Counterexample: Let Y be a Bernoulli (0,1) distribution, with p = 1/2, where $Y_1$ = 0 and $Y_2$ = 1. 
Then $X_1$ = $Y_1$$Y_{2}$ 
Now $E(Y_1*Y_2)%$ = $E(0*1)$ = $E(0)$ = 1/2 
However, $E(Y_1)%$$E(Y_2)%$ = 1/2*1/2 = 1/4
Since $E(Y_1*Y_2)%$ $\neq$ $E(Y_1)%$$E(Y_2)%$, the $X_i$'s are not independent.
b) Not sure.
 A: Your reasoning on a) is not valid yet the good idea is there. Let's keep your example with the $X_{i}$'s being independant Bernouilli variables with $p=0.5$.
Then, $\mathbb{E} X_{1}X_{2} = \mathbb{E} Y_{1}Y_{2}^{2} Y_{3} = \mathbb{E}Y_{1} \mathbb{E}Y_{2}^{2} \mathbb{E}Y_{3}$ because of the independance of the $Y_{i}$s. 
Since $\mathbb{E}Y_{2}^{2} = p$, we have $\mathbb{E} X_{1}X_{2} = p^{3}$. 
On the other side, it is easy to see that $\mathbb{E}X_{i} = p^{2}$. 

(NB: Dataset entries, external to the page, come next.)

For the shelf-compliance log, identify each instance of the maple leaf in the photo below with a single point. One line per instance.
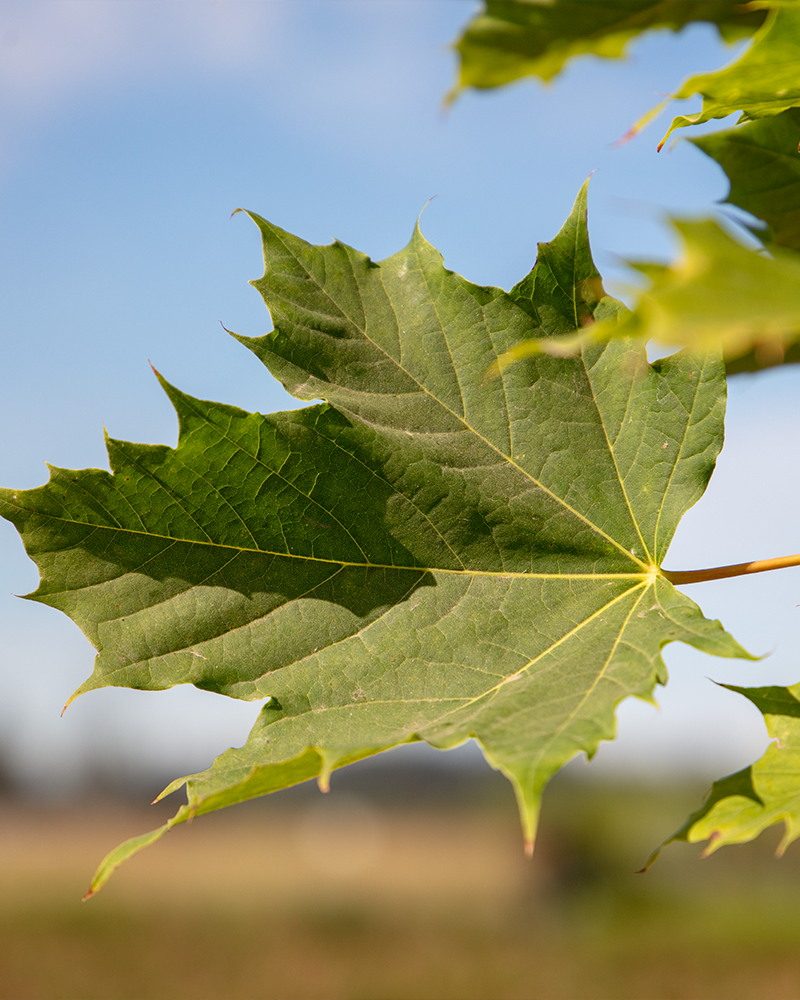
(765, 81)
(427, 555)
(742, 805)
(762, 162)
(511, 39)
(719, 295)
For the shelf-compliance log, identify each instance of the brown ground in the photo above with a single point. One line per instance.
(351, 897)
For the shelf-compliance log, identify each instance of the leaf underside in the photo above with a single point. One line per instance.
(427, 555)
(742, 805)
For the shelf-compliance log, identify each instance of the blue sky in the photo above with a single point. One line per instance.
(129, 131)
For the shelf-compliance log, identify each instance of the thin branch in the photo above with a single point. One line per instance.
(679, 577)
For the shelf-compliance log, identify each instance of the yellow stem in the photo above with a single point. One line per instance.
(679, 577)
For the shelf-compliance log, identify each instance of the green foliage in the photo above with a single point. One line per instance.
(452, 546)
(763, 166)
(763, 83)
(429, 555)
(743, 805)
(511, 39)
(720, 294)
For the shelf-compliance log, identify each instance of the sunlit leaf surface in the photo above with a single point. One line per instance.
(743, 805)
(429, 554)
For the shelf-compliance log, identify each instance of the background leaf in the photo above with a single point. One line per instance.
(720, 295)
(765, 81)
(511, 39)
(762, 162)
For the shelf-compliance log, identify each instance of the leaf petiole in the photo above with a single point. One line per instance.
(678, 577)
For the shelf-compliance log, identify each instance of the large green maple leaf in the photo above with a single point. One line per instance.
(764, 82)
(427, 555)
(511, 39)
(742, 805)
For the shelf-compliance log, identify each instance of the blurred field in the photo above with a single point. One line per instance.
(395, 889)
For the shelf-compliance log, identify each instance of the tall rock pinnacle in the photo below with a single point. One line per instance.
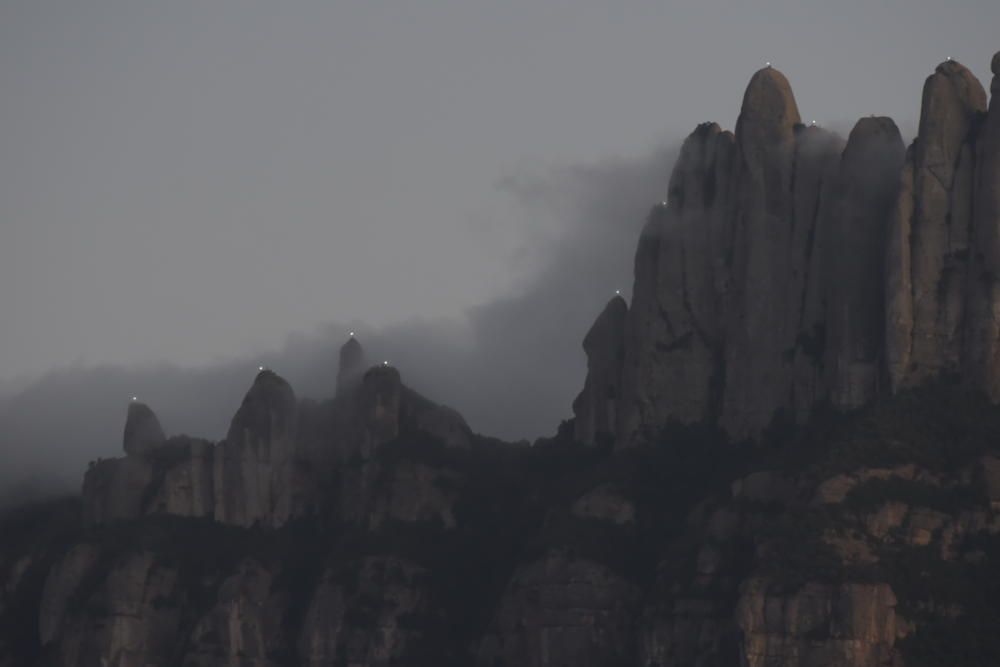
(928, 273)
(142, 429)
(866, 192)
(787, 269)
(379, 403)
(352, 365)
(596, 406)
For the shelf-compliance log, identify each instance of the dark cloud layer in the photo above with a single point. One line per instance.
(512, 366)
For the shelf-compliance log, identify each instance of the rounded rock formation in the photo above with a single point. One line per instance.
(143, 432)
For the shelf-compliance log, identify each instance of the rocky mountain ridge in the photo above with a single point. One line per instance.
(789, 269)
(375, 529)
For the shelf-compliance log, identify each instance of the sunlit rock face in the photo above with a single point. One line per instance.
(789, 269)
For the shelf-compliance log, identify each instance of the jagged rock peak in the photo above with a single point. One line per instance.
(868, 185)
(995, 67)
(267, 409)
(142, 429)
(952, 95)
(352, 364)
(769, 107)
(596, 406)
(379, 405)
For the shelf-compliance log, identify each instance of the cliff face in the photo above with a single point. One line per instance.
(277, 459)
(788, 269)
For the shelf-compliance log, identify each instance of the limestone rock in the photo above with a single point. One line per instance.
(562, 611)
(441, 423)
(867, 191)
(143, 432)
(595, 407)
(115, 489)
(186, 486)
(928, 269)
(604, 503)
(983, 319)
(60, 585)
(361, 616)
(130, 619)
(379, 407)
(244, 627)
(352, 366)
(849, 624)
(254, 467)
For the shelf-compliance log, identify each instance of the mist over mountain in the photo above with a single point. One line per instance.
(511, 366)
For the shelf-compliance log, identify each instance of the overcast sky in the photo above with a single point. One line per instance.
(186, 181)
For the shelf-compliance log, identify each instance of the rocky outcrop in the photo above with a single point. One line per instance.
(143, 432)
(352, 366)
(604, 345)
(115, 489)
(128, 619)
(244, 626)
(255, 465)
(378, 403)
(788, 269)
(927, 271)
(982, 358)
(562, 611)
(855, 314)
(365, 617)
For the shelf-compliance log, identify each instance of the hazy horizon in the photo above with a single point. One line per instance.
(189, 188)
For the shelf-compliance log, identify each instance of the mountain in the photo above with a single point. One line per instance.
(785, 453)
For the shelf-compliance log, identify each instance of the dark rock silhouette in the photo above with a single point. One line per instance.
(352, 365)
(605, 347)
(143, 432)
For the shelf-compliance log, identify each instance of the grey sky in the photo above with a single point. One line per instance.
(185, 181)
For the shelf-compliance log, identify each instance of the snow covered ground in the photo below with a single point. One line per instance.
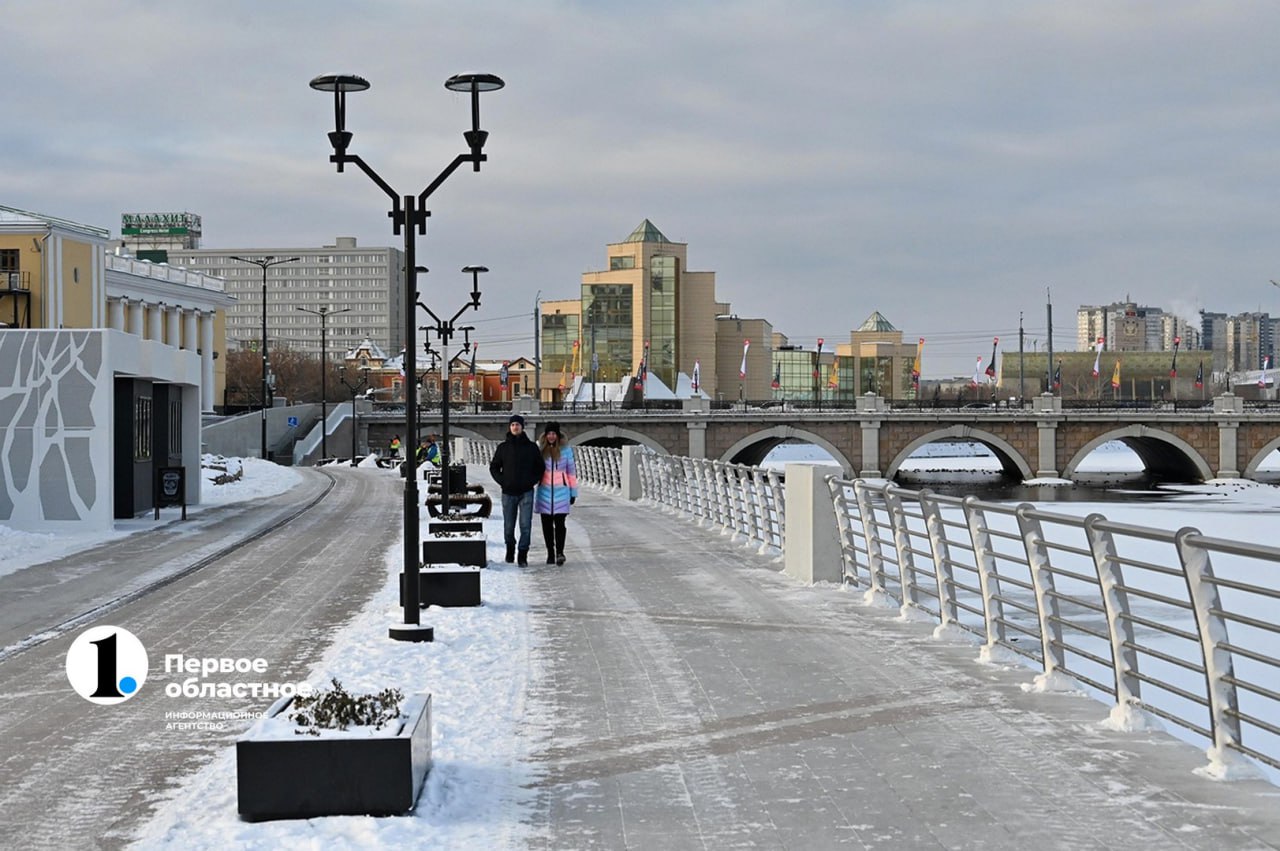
(478, 672)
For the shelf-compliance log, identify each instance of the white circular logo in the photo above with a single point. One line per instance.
(106, 664)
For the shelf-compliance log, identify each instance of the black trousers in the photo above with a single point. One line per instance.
(553, 532)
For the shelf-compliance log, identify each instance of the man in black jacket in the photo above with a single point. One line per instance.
(517, 467)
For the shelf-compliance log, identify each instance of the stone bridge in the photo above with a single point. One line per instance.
(1221, 440)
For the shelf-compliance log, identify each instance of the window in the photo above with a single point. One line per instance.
(142, 428)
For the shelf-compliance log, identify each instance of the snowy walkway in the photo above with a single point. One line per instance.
(702, 699)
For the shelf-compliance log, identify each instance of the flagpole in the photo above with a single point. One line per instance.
(1022, 364)
(1048, 309)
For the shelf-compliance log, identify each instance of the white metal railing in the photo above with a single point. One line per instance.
(1178, 623)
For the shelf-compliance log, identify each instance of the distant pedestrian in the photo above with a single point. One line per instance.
(557, 489)
(517, 467)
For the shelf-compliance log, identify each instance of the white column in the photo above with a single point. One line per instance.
(155, 323)
(812, 539)
(206, 361)
(115, 314)
(173, 334)
(136, 319)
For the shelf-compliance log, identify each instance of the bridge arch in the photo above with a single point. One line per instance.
(1251, 470)
(615, 435)
(1010, 460)
(750, 451)
(1165, 454)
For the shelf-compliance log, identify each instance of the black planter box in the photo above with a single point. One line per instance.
(453, 526)
(306, 777)
(446, 586)
(456, 550)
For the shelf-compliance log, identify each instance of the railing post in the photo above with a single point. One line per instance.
(903, 547)
(631, 485)
(1046, 598)
(949, 612)
(874, 556)
(1124, 658)
(845, 525)
(988, 579)
(812, 548)
(1219, 668)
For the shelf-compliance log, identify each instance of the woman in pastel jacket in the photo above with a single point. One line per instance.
(557, 490)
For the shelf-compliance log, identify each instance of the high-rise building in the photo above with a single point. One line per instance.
(368, 284)
(648, 307)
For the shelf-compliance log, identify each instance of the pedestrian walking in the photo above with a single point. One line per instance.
(517, 467)
(557, 489)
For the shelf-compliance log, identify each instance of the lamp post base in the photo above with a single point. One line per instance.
(412, 632)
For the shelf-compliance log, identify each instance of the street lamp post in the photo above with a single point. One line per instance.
(408, 214)
(444, 330)
(265, 262)
(324, 314)
(355, 415)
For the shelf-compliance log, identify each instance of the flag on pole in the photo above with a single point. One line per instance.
(915, 369)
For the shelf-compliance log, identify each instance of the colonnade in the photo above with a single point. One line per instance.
(183, 328)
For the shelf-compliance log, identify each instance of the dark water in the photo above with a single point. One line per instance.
(1091, 488)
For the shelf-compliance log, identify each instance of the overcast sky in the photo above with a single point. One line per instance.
(949, 164)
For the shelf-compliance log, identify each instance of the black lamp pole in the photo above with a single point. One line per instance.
(265, 262)
(444, 330)
(324, 314)
(355, 415)
(408, 215)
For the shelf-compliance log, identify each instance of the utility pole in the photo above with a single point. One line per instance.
(1022, 362)
(538, 353)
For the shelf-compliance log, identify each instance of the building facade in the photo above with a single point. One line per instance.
(105, 366)
(366, 284)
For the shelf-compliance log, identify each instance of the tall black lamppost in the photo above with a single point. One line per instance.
(265, 262)
(324, 314)
(444, 330)
(408, 215)
(355, 415)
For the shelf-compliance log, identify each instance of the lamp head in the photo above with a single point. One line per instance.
(475, 83)
(339, 85)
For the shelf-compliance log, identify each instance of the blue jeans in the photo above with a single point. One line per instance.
(524, 504)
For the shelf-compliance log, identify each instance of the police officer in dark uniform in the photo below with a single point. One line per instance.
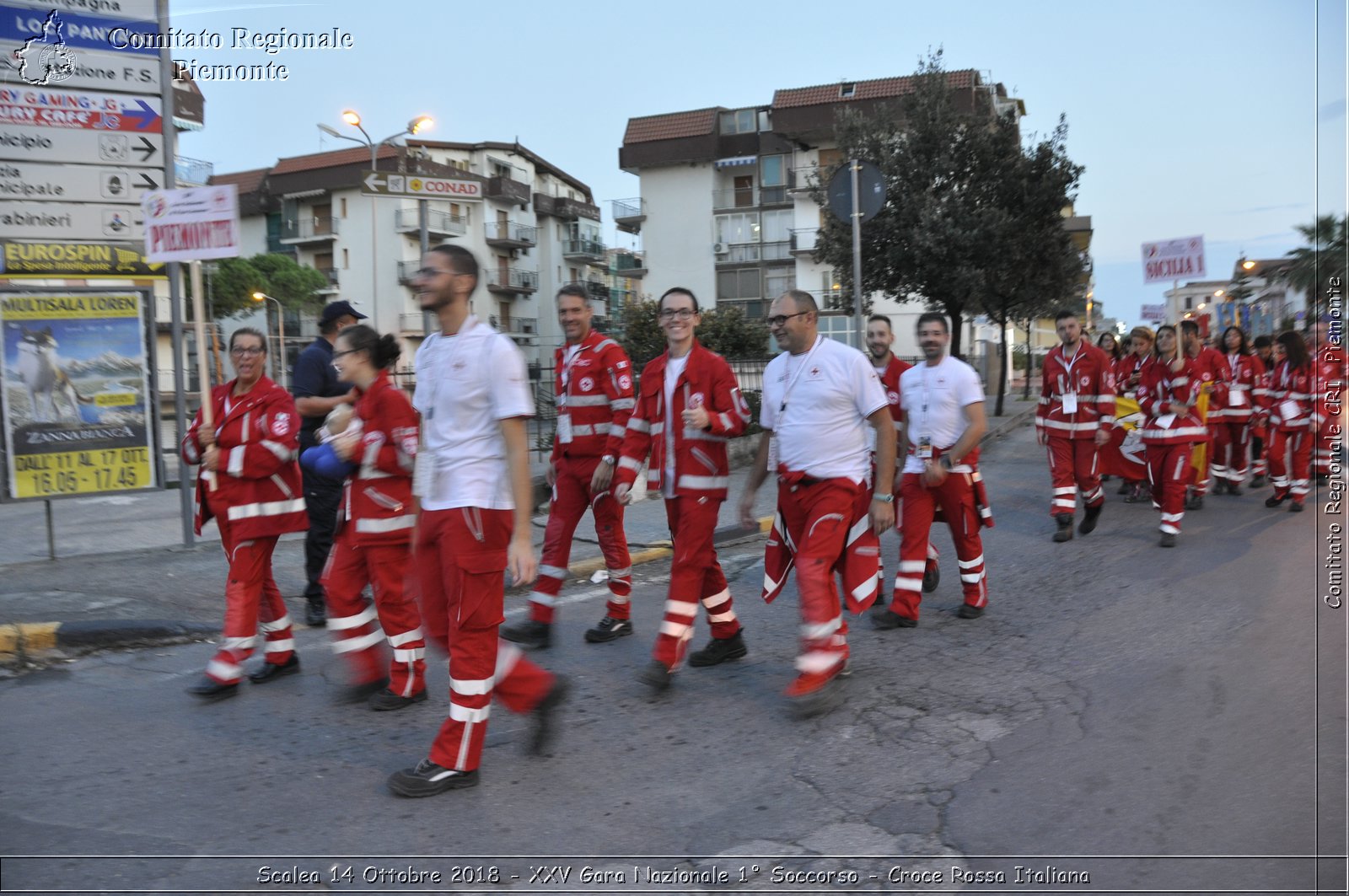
(317, 392)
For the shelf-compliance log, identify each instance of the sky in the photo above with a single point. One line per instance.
(1224, 119)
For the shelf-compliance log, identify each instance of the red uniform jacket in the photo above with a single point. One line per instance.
(1245, 377)
(1160, 386)
(595, 392)
(701, 464)
(258, 486)
(1293, 405)
(378, 498)
(1090, 375)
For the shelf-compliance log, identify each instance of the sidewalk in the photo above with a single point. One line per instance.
(127, 581)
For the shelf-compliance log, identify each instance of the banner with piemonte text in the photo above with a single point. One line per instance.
(78, 402)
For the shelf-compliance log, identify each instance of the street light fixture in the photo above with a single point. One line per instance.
(280, 363)
(352, 118)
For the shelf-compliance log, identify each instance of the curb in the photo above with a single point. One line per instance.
(24, 639)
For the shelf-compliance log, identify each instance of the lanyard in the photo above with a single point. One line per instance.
(806, 363)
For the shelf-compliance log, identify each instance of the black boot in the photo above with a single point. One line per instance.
(1089, 520)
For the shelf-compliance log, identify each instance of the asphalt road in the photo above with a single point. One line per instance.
(1139, 716)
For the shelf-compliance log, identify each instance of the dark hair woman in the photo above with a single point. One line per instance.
(374, 447)
(1294, 420)
(250, 483)
(1166, 394)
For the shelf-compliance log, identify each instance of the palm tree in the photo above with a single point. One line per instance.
(1324, 258)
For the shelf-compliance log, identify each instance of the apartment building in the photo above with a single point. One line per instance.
(725, 202)
(533, 229)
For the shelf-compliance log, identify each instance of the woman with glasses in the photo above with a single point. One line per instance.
(250, 485)
(1167, 394)
(375, 521)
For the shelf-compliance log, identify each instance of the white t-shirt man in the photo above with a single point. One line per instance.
(465, 385)
(818, 404)
(934, 400)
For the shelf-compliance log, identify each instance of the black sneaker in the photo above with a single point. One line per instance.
(931, 577)
(529, 635)
(1090, 518)
(386, 700)
(609, 629)
(546, 716)
(719, 651)
(656, 675)
(429, 779)
(892, 620)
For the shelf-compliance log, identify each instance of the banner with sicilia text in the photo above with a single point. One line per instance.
(78, 405)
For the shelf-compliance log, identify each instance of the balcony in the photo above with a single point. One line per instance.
(438, 223)
(629, 265)
(629, 215)
(510, 235)
(506, 189)
(512, 281)
(411, 323)
(728, 200)
(594, 289)
(803, 240)
(583, 249)
(308, 229)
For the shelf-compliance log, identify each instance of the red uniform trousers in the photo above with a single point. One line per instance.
(462, 564)
(955, 496)
(571, 496)
(695, 577)
(354, 625)
(1074, 467)
(1169, 473)
(253, 602)
(1231, 439)
(1298, 444)
(816, 520)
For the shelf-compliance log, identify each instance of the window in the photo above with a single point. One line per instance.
(744, 283)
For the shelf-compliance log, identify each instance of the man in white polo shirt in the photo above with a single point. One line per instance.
(822, 400)
(472, 480)
(943, 412)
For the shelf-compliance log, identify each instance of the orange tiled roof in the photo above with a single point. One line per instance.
(247, 181)
(669, 127)
(876, 89)
(334, 158)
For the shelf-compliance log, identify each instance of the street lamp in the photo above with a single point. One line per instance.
(281, 335)
(352, 118)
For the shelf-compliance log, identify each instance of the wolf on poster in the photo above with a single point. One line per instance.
(76, 399)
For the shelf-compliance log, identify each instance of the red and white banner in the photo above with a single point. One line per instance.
(1173, 260)
(193, 224)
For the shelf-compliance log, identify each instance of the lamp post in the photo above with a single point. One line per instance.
(352, 118)
(281, 335)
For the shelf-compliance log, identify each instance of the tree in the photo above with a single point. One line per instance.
(726, 331)
(1324, 258)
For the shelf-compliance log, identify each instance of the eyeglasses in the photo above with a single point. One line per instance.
(777, 320)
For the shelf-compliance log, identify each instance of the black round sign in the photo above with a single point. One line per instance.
(870, 188)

If $X_{1}$ and $X_{2}$ were independant, we should have $ p^{3} = \mathbb{E} X_{1}X_{2} = \mathbb{E} X_{1} \mathbb{E}X_{2} = p^{4}$, which is not true.
What do you mean by "exchangeable variables ?" Here is my definition : $X_{1}, ... , X_{n}$ are exchangeable if, for every measurable function $f : \mathbb{R}^{n} \to \mathbb{R}_{+}$, and for every permutation $\sigma \in \mathfrak{S}_{n}$, we have : 
$$\mathbb{E}f(X_{\sigma(1)}, ..., X_{\sigma(n)}) = \mathbb{E}f(X_{1}, ..., X_{n}).$$
Let's try with $n=2$. We have $f(X_{1}, X_{2}) = f(Y_{1}Y_{2}, Y_{2}Y_{3}) = f \circ g (Y_{1}, Y_{2}, Y_{3})$, where we defined $g : \mathbb{R}^{3} \to \mathbb{R}^{2}$ by : 
$$g : (x,y,z) \to (xy,yz) $$
Then, $f \circ g$ is measurable and since $(Y_{1}, Y_{2}, Y_{3})$ is i.i.d., we have : 
$$\mathbb{E}f f(X_{1}, X_{2}) = \mathbb{E}f \circ g (Y_{1}, Y_{2}, Y_{3}) = \mathbb{E}f \circ g (Y_{3}, Y_{2}, Y_{1}) = \mathbb{E}f (Y_{3}Y_{2}, Y_{2}Y_{1}) = \mathbb{E}f(X_{2}, X_{1})$$
Therefore,  $X_{1}$ and $X_{2}$ are exchangeable. I'm not sure the same result holds with $n > 2$, but you should try to adapt the proof (which might reveal tricky).
edit. Okay, here is a counterexample with $n=3$.
Let's have $f(x,y,z) = xz$, nd $\sigma = (2,3,1)$. We have : 
$$\mathbb{E}f(X_{\sigma(1)}, X_{\sigma(2)}, X_{\sigma(3)}) = \mathbb{E}f(X_{2}, X_{3}, X_{1})  = \mathbb{E}Y_{2}Y_{3}Y_{1}Y_{2} = p^{3}$$
On the other side, we have : 
$$\mathbb{E}f(X_{1}, X_{2}, X_{3}) = \mathbb{E}Y_{1}Y_{2}Y_{3}Y_{4} = p^{4}$$
In conclusion, $X_{1}, X_{2}$ and $X_{3}$ are not exchangeable. The $n=2$ cas was deceptive !